The Supreme Court, apparently without resort to a calculator, decided the cramdown interest issue by employing a formula approach.
Confronted by the difficult and arcane issue of what interest rate best satisfies the requirements of §1325(a)(5)(B)(ii) that the secured creditor receive “…the value, as of the effective date of the plan, of property to be distributed under the plan on account of such claim is not less than the allowed amount of such claim ….”, a plurality of the Court held that the so-called formula approach (the prime rate plus a calculated risk factor) best meets the intent of Congress and the objectives of the Bankruptcy Code.
The debtor’s plan in this case, in dealing with a cramdown of a secured claim that contained a pre-petition contract rate of interest of 21 percent, proposed a three-year plan payout of cash payments equal to the $4,000 value of the collateral (a used truck) with a proposed interest rate of 9.5 percent (based on a national prime rate of 8 percent together with a court determined risk factor of 1.5 percent).

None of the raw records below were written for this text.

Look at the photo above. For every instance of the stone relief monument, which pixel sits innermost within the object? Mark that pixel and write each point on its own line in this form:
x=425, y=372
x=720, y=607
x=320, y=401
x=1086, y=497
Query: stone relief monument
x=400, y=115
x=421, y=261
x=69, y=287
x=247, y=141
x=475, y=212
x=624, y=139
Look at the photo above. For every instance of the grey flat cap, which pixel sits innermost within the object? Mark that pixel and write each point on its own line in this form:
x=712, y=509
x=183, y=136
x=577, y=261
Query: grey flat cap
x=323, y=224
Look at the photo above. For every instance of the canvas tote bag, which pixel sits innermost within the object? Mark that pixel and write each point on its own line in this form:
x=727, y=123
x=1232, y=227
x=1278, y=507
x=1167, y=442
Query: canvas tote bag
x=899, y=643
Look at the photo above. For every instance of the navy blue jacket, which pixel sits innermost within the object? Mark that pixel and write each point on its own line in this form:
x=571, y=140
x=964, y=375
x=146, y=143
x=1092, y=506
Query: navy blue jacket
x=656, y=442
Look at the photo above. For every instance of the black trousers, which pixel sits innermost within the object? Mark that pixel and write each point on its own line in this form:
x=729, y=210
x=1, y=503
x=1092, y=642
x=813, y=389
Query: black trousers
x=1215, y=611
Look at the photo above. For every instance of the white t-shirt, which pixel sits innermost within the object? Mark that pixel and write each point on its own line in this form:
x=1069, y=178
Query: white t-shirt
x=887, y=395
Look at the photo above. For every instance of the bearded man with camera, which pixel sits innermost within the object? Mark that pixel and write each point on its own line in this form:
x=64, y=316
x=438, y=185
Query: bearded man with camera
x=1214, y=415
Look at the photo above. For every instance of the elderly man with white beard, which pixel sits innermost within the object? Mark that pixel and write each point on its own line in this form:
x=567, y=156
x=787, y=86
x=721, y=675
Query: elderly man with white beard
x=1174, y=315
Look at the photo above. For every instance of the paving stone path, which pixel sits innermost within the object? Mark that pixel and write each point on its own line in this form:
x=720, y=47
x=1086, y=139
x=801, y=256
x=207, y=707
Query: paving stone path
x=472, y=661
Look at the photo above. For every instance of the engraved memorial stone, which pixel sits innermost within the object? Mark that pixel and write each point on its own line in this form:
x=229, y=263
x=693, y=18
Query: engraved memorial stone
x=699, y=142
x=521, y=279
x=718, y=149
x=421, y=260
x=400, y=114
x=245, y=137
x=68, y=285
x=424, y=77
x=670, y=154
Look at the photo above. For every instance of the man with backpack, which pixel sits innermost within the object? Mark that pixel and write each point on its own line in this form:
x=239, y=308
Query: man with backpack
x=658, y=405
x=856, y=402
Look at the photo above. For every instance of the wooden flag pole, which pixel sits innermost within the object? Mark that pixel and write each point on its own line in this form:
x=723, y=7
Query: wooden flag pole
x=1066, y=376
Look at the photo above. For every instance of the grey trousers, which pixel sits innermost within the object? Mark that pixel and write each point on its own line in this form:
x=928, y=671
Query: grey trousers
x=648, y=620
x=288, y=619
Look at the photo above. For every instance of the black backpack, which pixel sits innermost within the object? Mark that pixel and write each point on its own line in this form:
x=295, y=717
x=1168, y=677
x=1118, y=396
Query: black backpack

The secured creditor countered with a contractual rate of its 21 percent pre-petition rate, because it represented the interest that “…it would obtain if it could foreclose on the vehicle and reinvest the proceeds in loans of equivalent duration and risk as the loan” originally made to petitioners.
Being confronted with four different approaches (the formula rate, the coerced-loan rate, the presumptive-contract rate, or the cost-of-funds rate) to determining the correct and appropriate interest rate, the Court (in an opinion by Justice Stevens, joined by Souter, Ginsberg and Breyer) determined that the least complicated approach and one most consistent with congressional intent and promoting debtor rehabilitation, is the formula approach. The Court began by emphasizing that the Code does not set forth a defined “discount rate” or even the term “interest” in connection with the property to be distributed to the secured creditor over the lifetime of the plan. Rather, the sole command is to provide value of distributable property, as of the plan's effective date, that is “…not less than the allowed amount of such claims.” In arriving at an appropriate discount rate for this “stream of differed payments,” the Court held that “…we think Congress would favor an approach that is familiar in the financial community and that minimizes the need for expensive evidentiary proceedings.” As a second consideration, the court recognized that there is a need to consider all “intervening changes and circumstances” when modifying the original terms of the loan and finally, that the cramdown provision requires resort to an objective rather than a subjective standard.
The analysis necessarily rejects the coerced-loan approach, the presumptive contract rate and the cost-of-funds approach. The court instead adopted the formula approach by explaining that adherence to a “national prime rate” and, after an evidentiary hearing where the parties may present evidence about the “appropriate risk adjustment,” the court concluded that “….there is every reason that a properly risk-adjusted prime rate will provide a better estimate of the creditor’s current cost and exposure than a contract rate set in different times.”
Justice Scalia, writing for four justices in a well reasoned dissent, essentially argues that because all of the judges (excluding Justice Thomas) argue that consideration of the risk premium is mandatory in determining a proper discount rate, adoption of the contract rate will best satisfy this requirement. Justice Thomas, while concurring in the judgment, wrote separately to say that §1325(a)(5)(B)(ii) does not require a debtor-specific risk adjustment. When all is said and done the need for evidence on the critical element of risk will assure that even resort to a formula approach will not eliminate litigation.